Kurzfilme haben ungerechterweise den Ruf einer studentischen Fingerübung

Das ist sehr begrüßenswert, denn damit bekommt eine im Mainstream oft vernachlässigte Gattung eine Plattform, die sie mehr als verdient. Jenseits von Festivals haben Kurzfilme kaum noch Chancen auf Sichtbarkeit, da nur wenige Fernsehsender feste Sendeplätze dafür vorsehen und die Praxis des Vorfilms auch in den Programmkinos nicht mehr gepflegt wird. Sie haben daher ungerechterweise den Ruf der studentischen Fingerübung auf dem Weg zum "richtigen" Film.

Nicht selten sind es jedoch Kurzfilmexperimente, die der Filmsprache zu neuen Stilmitteln verhelfen und jenseits der großen Geste die visuelle und emotionale Lupe ansetzen, wie es Strickland tut. Kurzfilme sind also auch für etablierte Künstler die Möglichkeit, Ideen auszuprobieren. Der griechische Filmemacher Yorgos Lanthimos geht in seiner Vignette "Nimic" dem Unbehagen nach, das sich bei einem New Yorker Cellisten einstellt, als eine Frau ihm aus der U-Bahn folgt und sein Leben zu usurpieren droht. Mechanische Kameraschwenks und Fischaugenobjektive machen seine Paranoia visuell greifbar, obwohl dieser scheinbar sich viral übertragende Identitätsdiebstahl unerklärlich bleibt.
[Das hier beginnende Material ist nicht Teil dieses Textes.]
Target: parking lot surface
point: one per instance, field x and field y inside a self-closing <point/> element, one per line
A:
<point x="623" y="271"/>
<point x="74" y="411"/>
Dass sich aus den technischen wie erzählerischen Experimenten der Kurzfilme auch Langfilme entwickeln können, zeigt der amerikanische Filmemacher Jim Cummings. In seinem Spielfilm "Thunder Road" baut er seinen gleichnamigen Kurzfilm überraschend kunstfertig aus, behält aber die Grundidee als Herzstück des Films nahezu unverändert bei. Im Kern geht es ums Fremdschämen. Cummings selbst spielt den Polizisten Arnaud, der auf der Beerdigung seiner Mutter sichtlich angegriffen und am Rande des Nervenzusammenbruchs zu Bruce Springsteens Song "Thunder Road" tanzt und singt.

Die voll besetzte Kirche reagiert ungläubig und richtet schamlos die Handykameras auf ihn. Cummings reizt diesen Effekt in einer knapp 13-minütigen Plansequenz bis aufs Äußerste aus und treibt auch das Publikum in einen Zustand der Entgeisterung, immer schwankend zwischen peinlich berührtem Loslachen und dem Bedürfnis, sich zu schütteln. Die Handlung des Langfilms nimmt diesem quälenden Gefühl die äußerste Konsequenz, macht jedoch aus dem armen Tropf Arnaud eine psychologisch nachempfindbare Figur - und somit auch die Entwicklungsarbeit des Filmemachers sichtbar.

"Nimic" ist seit dem 27.11. auf Mubi.com zu sehen, "Cold Meridian" vom 11.12. an und "Thunder Road" ab dem 21.12. Der Kurzfilm "Thunder Road" ist kostenlos auf Vimeo zu finden.